Die Bundesfamilienministerin spricht im Interview mit der "Bild am Sonntag" über die geplante Bildungs-Card, das Elterngeld für Geringverdiener und einen möglichen freiwilligen Zivildienst.
BILD am SONNTAG: Frau Familienministerin, in Deutschland leben rund zwei Millionen Kinder in Hartz-IV-Familien.

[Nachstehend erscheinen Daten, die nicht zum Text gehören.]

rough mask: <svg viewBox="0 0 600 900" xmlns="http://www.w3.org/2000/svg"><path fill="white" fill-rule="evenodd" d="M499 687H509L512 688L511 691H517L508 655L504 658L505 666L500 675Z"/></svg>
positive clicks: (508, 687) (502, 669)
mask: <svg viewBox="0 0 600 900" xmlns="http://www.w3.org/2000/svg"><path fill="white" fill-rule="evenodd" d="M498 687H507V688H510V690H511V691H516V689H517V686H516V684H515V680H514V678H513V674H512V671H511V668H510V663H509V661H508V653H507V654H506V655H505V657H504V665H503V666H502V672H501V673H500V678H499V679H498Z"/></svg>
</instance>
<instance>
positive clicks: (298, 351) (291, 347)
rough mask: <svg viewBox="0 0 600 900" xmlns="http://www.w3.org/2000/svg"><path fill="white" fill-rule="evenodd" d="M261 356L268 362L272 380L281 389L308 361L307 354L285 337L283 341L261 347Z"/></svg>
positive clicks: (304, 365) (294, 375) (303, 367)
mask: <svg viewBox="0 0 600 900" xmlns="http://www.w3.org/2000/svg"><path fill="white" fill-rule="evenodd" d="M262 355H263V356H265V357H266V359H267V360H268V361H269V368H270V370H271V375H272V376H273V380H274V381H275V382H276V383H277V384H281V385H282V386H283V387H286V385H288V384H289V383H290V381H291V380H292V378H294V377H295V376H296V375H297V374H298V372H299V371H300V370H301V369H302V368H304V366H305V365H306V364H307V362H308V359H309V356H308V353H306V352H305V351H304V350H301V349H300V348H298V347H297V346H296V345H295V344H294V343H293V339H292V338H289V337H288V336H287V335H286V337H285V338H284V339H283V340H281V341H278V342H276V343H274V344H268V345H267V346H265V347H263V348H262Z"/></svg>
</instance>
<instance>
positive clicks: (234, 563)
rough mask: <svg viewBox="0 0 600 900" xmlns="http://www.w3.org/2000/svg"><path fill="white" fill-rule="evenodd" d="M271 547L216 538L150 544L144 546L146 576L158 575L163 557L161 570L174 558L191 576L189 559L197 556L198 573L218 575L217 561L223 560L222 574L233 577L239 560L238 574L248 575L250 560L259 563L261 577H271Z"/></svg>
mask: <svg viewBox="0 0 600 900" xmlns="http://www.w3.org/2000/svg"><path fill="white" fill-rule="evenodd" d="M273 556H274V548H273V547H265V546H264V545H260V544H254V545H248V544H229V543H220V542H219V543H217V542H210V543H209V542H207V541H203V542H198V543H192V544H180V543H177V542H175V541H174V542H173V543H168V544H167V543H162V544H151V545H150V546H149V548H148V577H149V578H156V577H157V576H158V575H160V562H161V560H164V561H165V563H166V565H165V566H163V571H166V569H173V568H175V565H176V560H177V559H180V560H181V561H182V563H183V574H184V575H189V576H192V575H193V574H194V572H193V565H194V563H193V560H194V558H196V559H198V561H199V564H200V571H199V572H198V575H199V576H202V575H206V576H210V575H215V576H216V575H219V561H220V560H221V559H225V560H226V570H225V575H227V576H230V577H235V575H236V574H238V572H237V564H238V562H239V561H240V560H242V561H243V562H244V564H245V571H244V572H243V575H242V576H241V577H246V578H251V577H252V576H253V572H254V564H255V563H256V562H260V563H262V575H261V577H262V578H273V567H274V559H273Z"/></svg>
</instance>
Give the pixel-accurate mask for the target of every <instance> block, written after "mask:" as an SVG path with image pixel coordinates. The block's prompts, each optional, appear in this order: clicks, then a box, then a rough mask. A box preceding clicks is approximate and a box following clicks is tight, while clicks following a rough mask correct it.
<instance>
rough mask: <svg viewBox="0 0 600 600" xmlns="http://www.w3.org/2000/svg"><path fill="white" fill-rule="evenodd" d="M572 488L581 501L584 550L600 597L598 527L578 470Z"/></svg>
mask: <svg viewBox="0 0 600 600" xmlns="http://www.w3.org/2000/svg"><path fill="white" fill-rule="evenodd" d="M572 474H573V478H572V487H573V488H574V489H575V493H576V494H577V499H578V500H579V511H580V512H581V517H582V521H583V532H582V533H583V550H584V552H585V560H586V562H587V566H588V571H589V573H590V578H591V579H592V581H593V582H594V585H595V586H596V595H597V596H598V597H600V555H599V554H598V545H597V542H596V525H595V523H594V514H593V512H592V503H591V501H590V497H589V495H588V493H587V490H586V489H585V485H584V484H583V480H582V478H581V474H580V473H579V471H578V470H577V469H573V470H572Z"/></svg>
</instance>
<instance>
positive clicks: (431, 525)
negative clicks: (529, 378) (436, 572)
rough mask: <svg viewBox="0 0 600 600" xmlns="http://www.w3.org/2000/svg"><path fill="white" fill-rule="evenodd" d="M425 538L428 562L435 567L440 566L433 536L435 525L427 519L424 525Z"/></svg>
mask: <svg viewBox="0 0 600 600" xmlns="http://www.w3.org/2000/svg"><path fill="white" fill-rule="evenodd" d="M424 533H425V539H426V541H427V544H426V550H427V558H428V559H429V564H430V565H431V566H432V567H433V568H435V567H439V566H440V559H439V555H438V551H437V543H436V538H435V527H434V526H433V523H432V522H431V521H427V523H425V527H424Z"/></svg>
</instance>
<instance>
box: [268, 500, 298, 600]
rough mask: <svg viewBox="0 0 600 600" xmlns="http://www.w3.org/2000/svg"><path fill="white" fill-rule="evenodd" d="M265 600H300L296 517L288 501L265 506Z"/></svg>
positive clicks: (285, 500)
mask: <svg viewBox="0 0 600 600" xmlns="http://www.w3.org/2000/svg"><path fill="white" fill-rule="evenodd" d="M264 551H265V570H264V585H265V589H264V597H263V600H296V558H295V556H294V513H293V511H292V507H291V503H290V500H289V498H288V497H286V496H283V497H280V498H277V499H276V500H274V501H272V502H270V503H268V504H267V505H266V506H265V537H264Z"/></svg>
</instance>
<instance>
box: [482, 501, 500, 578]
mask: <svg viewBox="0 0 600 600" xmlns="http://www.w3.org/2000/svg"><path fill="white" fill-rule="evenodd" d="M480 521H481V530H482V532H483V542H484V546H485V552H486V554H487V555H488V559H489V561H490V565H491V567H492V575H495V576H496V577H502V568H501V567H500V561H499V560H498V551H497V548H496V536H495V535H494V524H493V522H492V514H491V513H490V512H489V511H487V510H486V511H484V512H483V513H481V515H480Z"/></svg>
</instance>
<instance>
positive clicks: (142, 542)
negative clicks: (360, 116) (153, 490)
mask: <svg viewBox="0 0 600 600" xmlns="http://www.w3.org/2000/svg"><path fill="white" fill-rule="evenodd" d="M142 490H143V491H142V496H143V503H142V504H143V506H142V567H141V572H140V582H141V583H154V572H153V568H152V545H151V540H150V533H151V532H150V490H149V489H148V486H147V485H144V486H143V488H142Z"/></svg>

Was sie dem Staat wert sind, steht auf den Euro genau fest: 215 Euro im Vorschulalter, 251 Euro ab 6 Jahren und 287 Euro ab 14. Müssen diese Sätze im Rahmen der vom Bundesverfassungsgericht angeordneten Neuregelung erhöht werden?
Kristina Schröder: In den Sätzen, die Sie genannt haben, sind nicht die Leistungen enthalten, die Familien zusätzlich bekommen, wie zum Beispiel für Miete, Heizung oder für mehrtägige Klassenfahrten der Kinder. Zu einer fairen Bestandsaufnahme gehört, dass eine vierköpfige Familie, die von Hartz IV lebt und eine durchschnittliche Miete zahlt, bis zu 1585 Euro netto vom Staat erhält. Das muss man als Arbeitnehmer und als jemand, der seine Familie durch Arbeit ernährt, erst einmal netto verdienen. Dafür muss man dann früh aufstehen und hart arbeiten. Trotzdem müssen wir nach dem Urteil des Bundesverfassungsgerichts den Bedarf für Kinder sachgerecht überprüfen. Ob das am Ende zu einer Erhöhung von Hartz-IV-Sätzen führt, kann ich derzeit nicht sagen, weil die Berechnungen dazu noch laufen.

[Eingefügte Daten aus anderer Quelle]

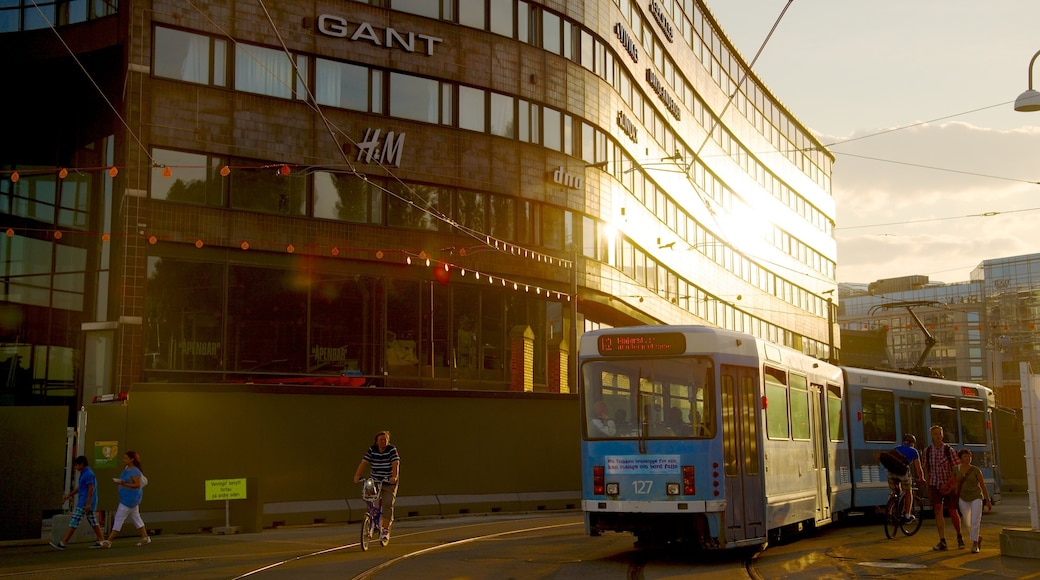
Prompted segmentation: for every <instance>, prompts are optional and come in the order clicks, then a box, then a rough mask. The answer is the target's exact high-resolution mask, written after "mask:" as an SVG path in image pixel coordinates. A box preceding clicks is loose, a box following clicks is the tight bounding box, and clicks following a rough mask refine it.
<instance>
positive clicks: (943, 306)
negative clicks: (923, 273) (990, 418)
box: [838, 254, 1040, 408]
mask: <svg viewBox="0 0 1040 580" xmlns="http://www.w3.org/2000/svg"><path fill="white" fill-rule="evenodd" d="M838 321H839V323H840V326H841V332H842V334H844V333H848V332H850V331H851V332H857V333H860V334H862V332H864V331H873V332H877V333H881V334H884V335H886V336H887V341H886V344H887V347H888V348H887V357H888V360H887V361H885V362H886V363H887V364H888V365H889V366H892V367H894V368H903V369H914V368H918V369H921V368H924V369H931V370H935V371H938V372H939V373H941V374H942V375H943V376H945V377H946V378H953V379H958V380H970V381H976V383H983V384H986V385H987V386H989V387H991V388H993V390H994V393H995V394H996V399H997V402H998V403H999V404H1002V405H1004V406H1009V407H1015V408H1021V405H1022V402H1021V380H1020V364H1021V363H1030V364H1031V365H1033V368H1034V369H1036V368H1038V364H1037V363H1038V362H1040V331H1038V328H1037V325H1038V323H1040V254H1030V255H1024V256H1012V257H1008V258H996V259H991V260H984V261H983V262H982V263H981V264H979V265H978V266H977V267H976V268H974V269H973V270H972V271H971V272H970V278H969V280H968V281H967V282H960V283H954V284H944V283H941V282H930V281H929V279H928V276H925V275H912V276H904V278H894V279H887V280H879V281H877V282H874V283H870V284H869V285H851V284H841V285H840V306H839V308H838ZM929 336H931V337H932V339H933V340H934V344H933V345H932V346H931V347H930V348H929V341H928V337H929ZM856 354H857V353H853V352H849V351H848V350H847V351H844V352H842V357H843V359H849V358H851V357H855V355H856Z"/></svg>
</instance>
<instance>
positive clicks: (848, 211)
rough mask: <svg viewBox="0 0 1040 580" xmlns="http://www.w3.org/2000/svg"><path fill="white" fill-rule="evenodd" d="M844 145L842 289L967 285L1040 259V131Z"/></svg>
mask: <svg viewBox="0 0 1040 580" xmlns="http://www.w3.org/2000/svg"><path fill="white" fill-rule="evenodd" d="M857 136H860V135H859V134H853V135H850V137H849V139H850V140H848V142H846V143H840V142H837V141H840V140H841V139H836V138H829V137H822V140H824V142H836V143H837V144H834V146H832V147H831V148H830V149H831V151H832V152H833V153H834V154H835V158H836V161H835V165H834V170H833V176H832V190H833V194H834V197H835V201H836V204H837V230H836V238H837V243H838V280H839V281H840V282H860V283H863V282H873V281H875V280H879V279H884V278H895V276H900V275H911V274H926V275H929V276H930V278H931V279H932V280H941V281H947V282H958V281H965V280H968V276H969V273H970V270H971V269H972V268H973V267H974V266H977V265H978V264H979V263H980V262H982V261H983V260H986V259H992V258H1003V257H1008V256H1016V255H1021V254H1032V253H1036V252H1040V241H1038V240H1040V236H1037V235H1036V230H1037V223H1038V222H1040V221H1038V218H1040V185H1037V183H1036V182H1038V181H1040V163H1037V158H1038V156H1040V130H1038V129H1037V128H1036V127H1031V128H1023V129H1016V130H1009V131H997V130H991V129H983V128H979V127H973V126H971V125H968V124H965V123H947V124H944V125H922V126H919V127H915V128H912V129H906V130H901V131H895V132H892V133H888V134H883V135H879V136H876V137H870V138H863V139H861V140H851V139H853V138H855V137H857Z"/></svg>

BILD am SONNTAG: Arbeitsministerin von der Leyen plädiert für eine Bildungs-Card. Mit dieser Scheckkarte sollen Hartz-IV-Kinder dann Sportvereine, Musikkurse, Schulmaterial, Nachhilfe, Freibad- oder Zoo-Besuche bezahlen. Das richtige Modell?
Kristina Schröder: Grundsätzlich finde ich es richtig, dass zusätzliche Leistungen für Bildung und Teilhabe an der gesellschaftlichen Entwicklung als Sach- und nicht als Geldleistungen für Kinder aus Hartz-IV-Familien gegeben werden. Denn aus Untersuchungen wissen wir, dass in solchen Familien häufig das Problem nicht Geldmangel ist, sondern ein Mangel an Anleitung, Bildung und sinnvoller Freizeitbeschäftigung. Die Chipkarte kann das richtige Instrument sein, dies zu ändern. Es gibt aber noch Probleme, beispielsweise beim Datenschutz.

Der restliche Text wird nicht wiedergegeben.